Et maintenant ? s’interroge Yves Thréard dans Le Figaro, comme l’ensemble de la presse. « Il ne suffit pas de condamner les circonstances de l’assassinat de Lyhanna. Le “constat d’échec pour tout le monde” dressé par le ministère de la Justice laisse pantois. Les faits sont là. Les responsabilités sont manifestes. La jeune collégienne n’a pas seulement été victime de son bourreau. Ce sont aussi des fautes graves, très graves, qui l’ont tuée. On ne saurait donc se contenter des excuses du garde des Sceaux. Quant aux multiples réunions convoquées au plus haut niveau et aux enquêtes administratives diligentées, on sait quoi en penser… »
Gérald Darmanin aurait dû démissionner, bien sûr. S’il ne le fait pas, c’est parce qu’il n’est pas responsable ; et s’il n’est pas responsable, c’est qu’en fait il n’a aucun pouvoir sur les magistrats. Alors pourquoi un ministre de la Justice ? Un soviet de la magistrature suffirait, et le syndicat éponyme s’en chargerait avec zèle.
La justice n’est pas seule en cause dans un système défaillant qui englobe tout l’État dans son fonctionnement et le pouvoir politique dans ses décisions. Mais une question se pose : une justice sur le gril pourra-t-elle encore faire l’élection présidentielle comme au temps de Fillon ? Les juges indépendants oseront-ils remettre le président Sarkozy en prison et, surtout, empêcher Marine Le Pen d’être candidate à la présidence ?
Vers une responsabilité des juges ?
Si l’on ne peut critiquer des décisions de justice, on peut critiquer un fonctionnement qui débouche sur des non-décisions ou des décisions polémiques.
Les juges en sont conscients. Leur problème est de ne pas pousser un jugement trop loin. C’est d’autant plus difficile que les plus politisés vont pousser à l’affrontement et à la radicalisation du corporatisme.
Un État de droit où le peuple remet en cause les défenseurs de la loi est malade, et la justice exige une réforme. Ce sera un enjeu incontournable et majeur de 2027. Cette élection doit marquer le retour de la primauté du pouvoir politique sur l’autorité judiciaire. Aux élus, alors, de ne pas céder et de ne plus voter, comme ils l’ont parfois fait par démagogie, des lois qui restreignent leur pouvoir d’élus au profit de magistrats non issus du suffrage universel.
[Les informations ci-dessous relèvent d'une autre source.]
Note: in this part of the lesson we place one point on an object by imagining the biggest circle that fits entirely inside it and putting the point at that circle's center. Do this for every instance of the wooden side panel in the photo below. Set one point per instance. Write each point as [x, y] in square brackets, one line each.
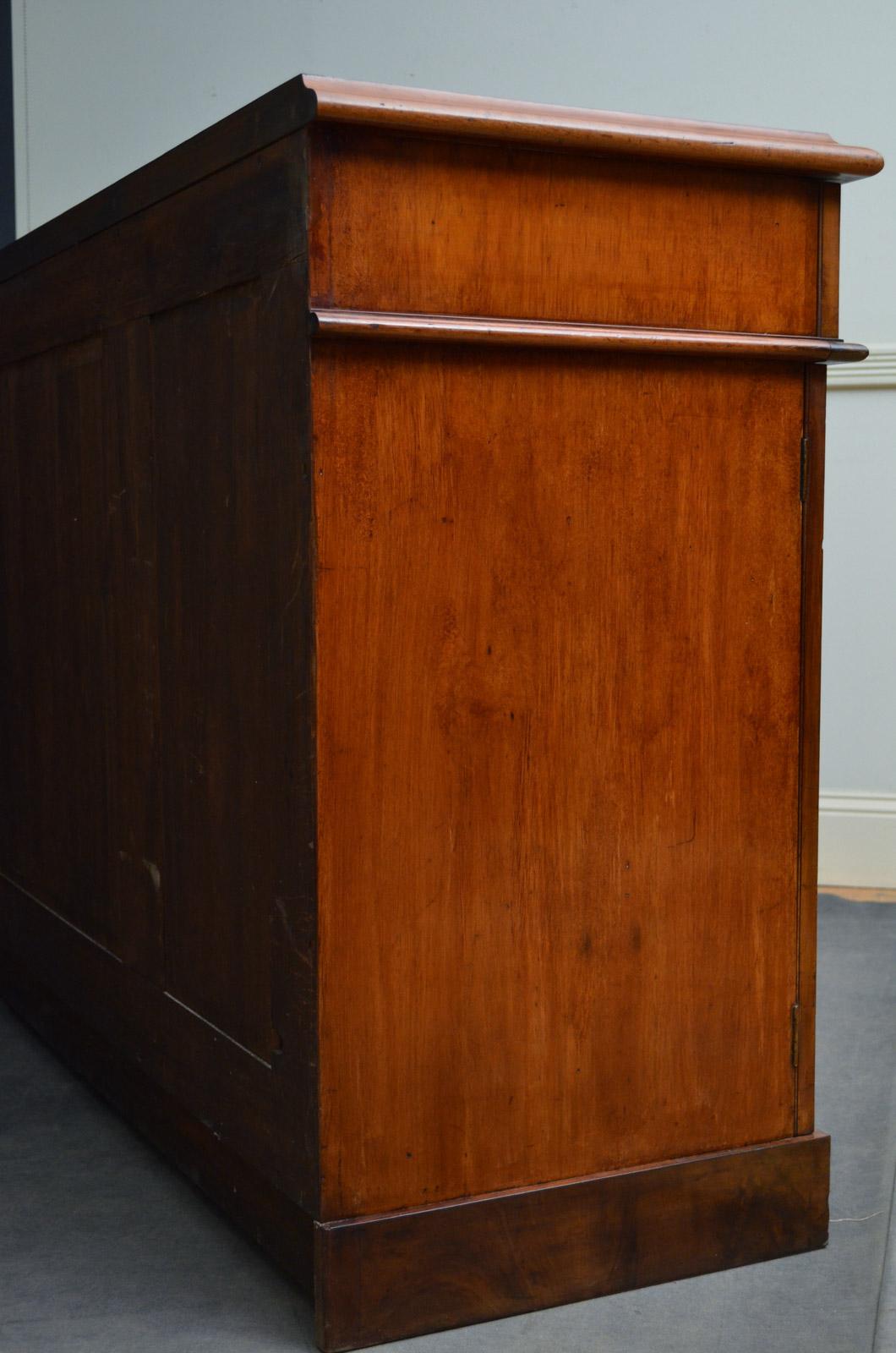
[54, 663]
[558, 640]
[417, 225]
[233, 588]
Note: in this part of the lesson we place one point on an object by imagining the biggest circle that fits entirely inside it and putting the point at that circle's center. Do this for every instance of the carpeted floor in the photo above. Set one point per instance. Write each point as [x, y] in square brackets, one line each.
[105, 1248]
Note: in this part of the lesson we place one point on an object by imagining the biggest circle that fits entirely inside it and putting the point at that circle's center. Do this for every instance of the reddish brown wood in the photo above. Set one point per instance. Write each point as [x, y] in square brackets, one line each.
[830, 254]
[600, 133]
[585, 243]
[434, 1268]
[519, 333]
[544, 808]
[409, 748]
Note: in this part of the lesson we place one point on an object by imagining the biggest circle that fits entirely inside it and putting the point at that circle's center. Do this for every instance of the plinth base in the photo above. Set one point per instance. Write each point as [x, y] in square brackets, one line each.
[402, 1274]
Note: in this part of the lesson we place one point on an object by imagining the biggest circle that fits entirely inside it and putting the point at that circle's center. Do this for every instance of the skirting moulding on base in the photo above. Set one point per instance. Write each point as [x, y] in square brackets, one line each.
[412, 561]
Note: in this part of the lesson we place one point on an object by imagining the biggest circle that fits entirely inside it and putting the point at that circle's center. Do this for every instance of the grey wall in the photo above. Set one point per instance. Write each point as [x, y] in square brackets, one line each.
[112, 83]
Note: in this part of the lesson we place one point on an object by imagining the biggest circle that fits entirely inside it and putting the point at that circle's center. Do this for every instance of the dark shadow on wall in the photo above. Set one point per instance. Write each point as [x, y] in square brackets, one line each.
[7, 153]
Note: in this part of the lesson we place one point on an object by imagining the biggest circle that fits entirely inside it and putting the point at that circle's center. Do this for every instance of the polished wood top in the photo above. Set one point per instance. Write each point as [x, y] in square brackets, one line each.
[429, 112]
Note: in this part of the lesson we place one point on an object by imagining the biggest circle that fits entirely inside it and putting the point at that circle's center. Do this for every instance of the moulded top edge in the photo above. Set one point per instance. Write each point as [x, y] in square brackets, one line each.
[814, 155]
[305, 99]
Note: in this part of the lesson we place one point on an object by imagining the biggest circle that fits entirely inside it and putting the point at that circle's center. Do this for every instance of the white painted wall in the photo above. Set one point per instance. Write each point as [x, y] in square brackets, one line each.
[103, 85]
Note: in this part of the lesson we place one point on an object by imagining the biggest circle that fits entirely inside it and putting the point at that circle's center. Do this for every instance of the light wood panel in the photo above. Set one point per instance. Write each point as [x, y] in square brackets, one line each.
[558, 633]
[450, 227]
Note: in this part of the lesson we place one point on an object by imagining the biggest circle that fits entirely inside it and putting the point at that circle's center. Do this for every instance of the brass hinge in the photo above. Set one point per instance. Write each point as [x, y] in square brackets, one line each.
[804, 467]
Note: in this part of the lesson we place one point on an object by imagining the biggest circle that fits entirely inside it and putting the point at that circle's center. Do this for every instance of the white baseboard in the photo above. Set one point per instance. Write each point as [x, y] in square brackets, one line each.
[857, 841]
[877, 370]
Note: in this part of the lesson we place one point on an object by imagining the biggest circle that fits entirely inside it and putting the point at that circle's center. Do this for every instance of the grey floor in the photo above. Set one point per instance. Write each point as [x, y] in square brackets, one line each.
[105, 1248]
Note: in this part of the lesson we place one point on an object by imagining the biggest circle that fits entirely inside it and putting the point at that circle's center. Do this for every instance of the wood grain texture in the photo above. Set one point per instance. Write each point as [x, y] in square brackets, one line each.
[520, 333]
[546, 825]
[830, 260]
[265, 1214]
[583, 244]
[632, 135]
[53, 712]
[396, 1276]
[409, 723]
[227, 229]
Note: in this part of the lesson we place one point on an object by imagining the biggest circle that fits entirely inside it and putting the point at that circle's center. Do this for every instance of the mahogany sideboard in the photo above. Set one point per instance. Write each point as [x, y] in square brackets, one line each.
[410, 561]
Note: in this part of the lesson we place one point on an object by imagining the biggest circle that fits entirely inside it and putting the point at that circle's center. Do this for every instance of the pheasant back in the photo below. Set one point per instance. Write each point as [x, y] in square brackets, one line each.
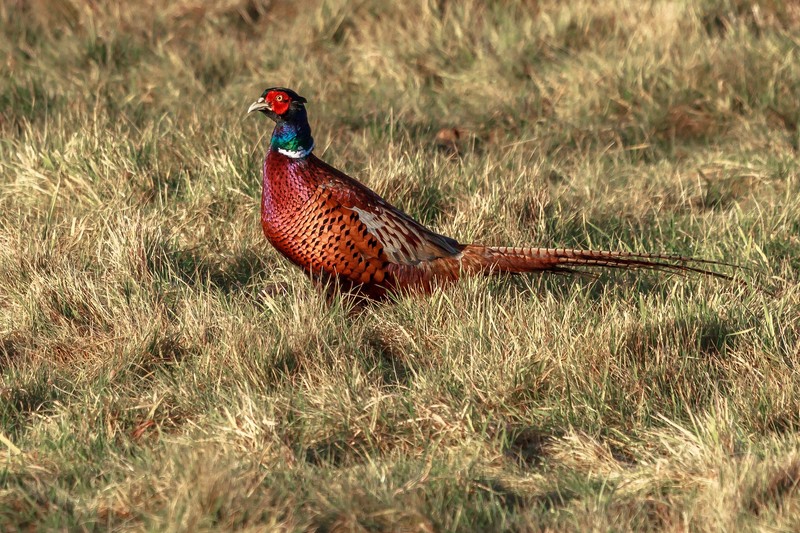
[343, 234]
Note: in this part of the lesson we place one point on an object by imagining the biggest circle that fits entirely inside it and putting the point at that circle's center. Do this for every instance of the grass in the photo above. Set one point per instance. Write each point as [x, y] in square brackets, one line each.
[164, 369]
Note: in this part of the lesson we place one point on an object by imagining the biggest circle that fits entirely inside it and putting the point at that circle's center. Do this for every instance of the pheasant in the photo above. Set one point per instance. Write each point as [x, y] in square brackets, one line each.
[341, 233]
Marine Le Pen et le RN semblent déterminés à se saisir du problème. Cela devrait pousser les juges politisés à gauche à s’opposer à eux et donc à peser sur les élections comme jamais. Oseront-ils le faire ou, au contraire, une majorité d’entre eux, plus neutres, poussera-t-elle à moins d’interventionnisme dans la politique, surtout contre la droite, afin de préserver leur statut dans l’État de droit ?
Les gardiens du temple le feront-ils s’écrouler sur eux-mêmes ? Depuis l’affaire Lyhanna, la question se pose dans l’attente du jugement de Marine Le Pen, qui sera certainement un autre électrochoc, d’un côté ou de l’autre.